Chris Tetreault via llvm-dev

2021-Sep-17 17:34 UTC

head link

[llvm-dev] [cfe-dev] Should isnan be optimized out in fast-math mode?

For the record, I think having a pragma that allows you to control fast-math
behavior is fine. This sort of thing is far from unprecedented, and is far more
palatable to me than just having random special cases. It’s also far more useful
as I can do something like:

   #pragma clang fast-math push
   #pragma clang fast-math-on
   // bunch of hairy floating point math here
   #pragma clang fast-math-pop

… and easily isolate fast math to the smallest area it can be. This is morally
equivalent to putting the scary math in it’s own TU, but less annoying.

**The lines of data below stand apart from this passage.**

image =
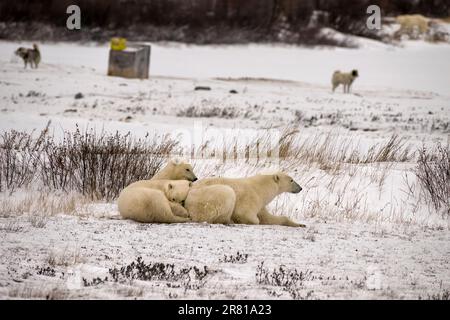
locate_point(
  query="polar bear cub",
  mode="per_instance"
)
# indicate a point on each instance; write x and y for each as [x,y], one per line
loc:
[155,201]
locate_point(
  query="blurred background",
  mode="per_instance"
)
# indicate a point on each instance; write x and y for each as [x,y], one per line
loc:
[207,21]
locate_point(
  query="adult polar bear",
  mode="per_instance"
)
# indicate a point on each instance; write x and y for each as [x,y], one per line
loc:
[252,195]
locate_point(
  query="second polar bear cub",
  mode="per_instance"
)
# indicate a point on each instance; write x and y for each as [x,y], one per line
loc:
[155,201]
[346,79]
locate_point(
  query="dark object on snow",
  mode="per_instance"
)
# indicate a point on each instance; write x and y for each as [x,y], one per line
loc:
[132,62]
[202,88]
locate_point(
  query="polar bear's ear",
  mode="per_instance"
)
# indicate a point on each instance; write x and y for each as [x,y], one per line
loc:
[176,161]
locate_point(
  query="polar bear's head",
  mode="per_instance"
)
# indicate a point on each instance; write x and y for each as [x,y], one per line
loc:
[177,190]
[286,183]
[180,170]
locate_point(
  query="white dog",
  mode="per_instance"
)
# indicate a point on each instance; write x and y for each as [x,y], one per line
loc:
[346,79]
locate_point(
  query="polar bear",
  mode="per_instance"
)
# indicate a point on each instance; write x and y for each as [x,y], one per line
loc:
[176,169]
[155,201]
[253,194]
[212,204]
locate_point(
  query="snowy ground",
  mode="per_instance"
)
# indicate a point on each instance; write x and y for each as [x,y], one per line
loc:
[367,236]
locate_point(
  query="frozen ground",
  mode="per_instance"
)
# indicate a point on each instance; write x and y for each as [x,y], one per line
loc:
[369,235]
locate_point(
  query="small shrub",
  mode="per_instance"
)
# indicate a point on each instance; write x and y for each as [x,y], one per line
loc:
[139,270]
[290,280]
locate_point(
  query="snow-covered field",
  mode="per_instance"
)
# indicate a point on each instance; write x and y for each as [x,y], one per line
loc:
[369,234]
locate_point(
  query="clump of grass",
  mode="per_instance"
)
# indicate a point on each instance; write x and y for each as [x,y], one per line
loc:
[237,258]
[19,155]
[98,165]
[139,270]
[433,174]
[290,280]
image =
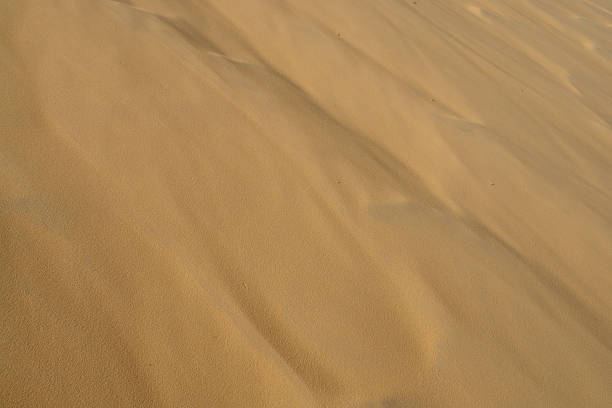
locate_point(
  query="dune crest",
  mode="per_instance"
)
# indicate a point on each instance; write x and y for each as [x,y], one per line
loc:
[288,203]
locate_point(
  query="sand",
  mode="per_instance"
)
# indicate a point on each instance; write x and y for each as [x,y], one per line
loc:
[289,203]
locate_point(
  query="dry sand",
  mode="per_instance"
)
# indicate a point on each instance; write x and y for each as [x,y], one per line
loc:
[291,203]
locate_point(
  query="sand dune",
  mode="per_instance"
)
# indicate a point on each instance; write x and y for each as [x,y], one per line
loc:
[288,203]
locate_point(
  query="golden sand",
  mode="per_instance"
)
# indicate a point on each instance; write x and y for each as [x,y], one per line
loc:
[300,203]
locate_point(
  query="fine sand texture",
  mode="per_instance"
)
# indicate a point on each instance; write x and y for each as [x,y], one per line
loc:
[306,203]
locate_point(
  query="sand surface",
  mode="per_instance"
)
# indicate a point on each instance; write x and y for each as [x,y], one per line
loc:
[305,203]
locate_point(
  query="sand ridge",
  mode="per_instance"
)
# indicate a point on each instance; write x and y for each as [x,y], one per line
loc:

The pragma should probably have a push/pop, but otherwise I don’t really care
what color the bike shed is.

Thanks,
   Chris Tetreault

From: Mehdi AMINI <joker.eph at gmail.com>
Sent: Friday, September 17, 2021 9:17 AM
To: Serge Pavlov <sepavloff at gmail.com>
Cc: Chris Tetreault <ctetreau at quicinc.com>; llvm-dev at lists.llvm.org;
cfe-dev at lists.llvm.org
Subject: Re: [cfe-dev] [llvm-dev] Should isnan be optimized out in fast-math
mode?

WARNING: This email originated from outside of Qualcomm. Please be wary of any
links or attachments, and do not enable macros.

On Thu, Sep 16, 2021 at 11:19 PM Serge Pavlov <sepavloff at
gmail.com<mailto:sepavloff at gmail.com>> wrote:
On Fri, Sep 17, 2021 at 10:53 AM Mehdi AMINI <joker.eph at
gmail.com<mailto:joker.eph at gmail.com>> wrote:

On Thu, Sep 16, 2021 at 8:23 PM Serge Pavlov via cfe-dev <cfe-dev at
lists.llvm.org<mailto:cfe-dev at lists.llvm.org>> wrote:
On Fri, Sep 17, 2021 at 3:11 AM Chris Tetreault <ctetreau at
quicinc.com<mailto:ctetreau at quicinc.com>> wrote:
The difference there is that doing pointer arithmetic on null pointers
doesn't *usually* work, unless you turn on -ffast-pointers.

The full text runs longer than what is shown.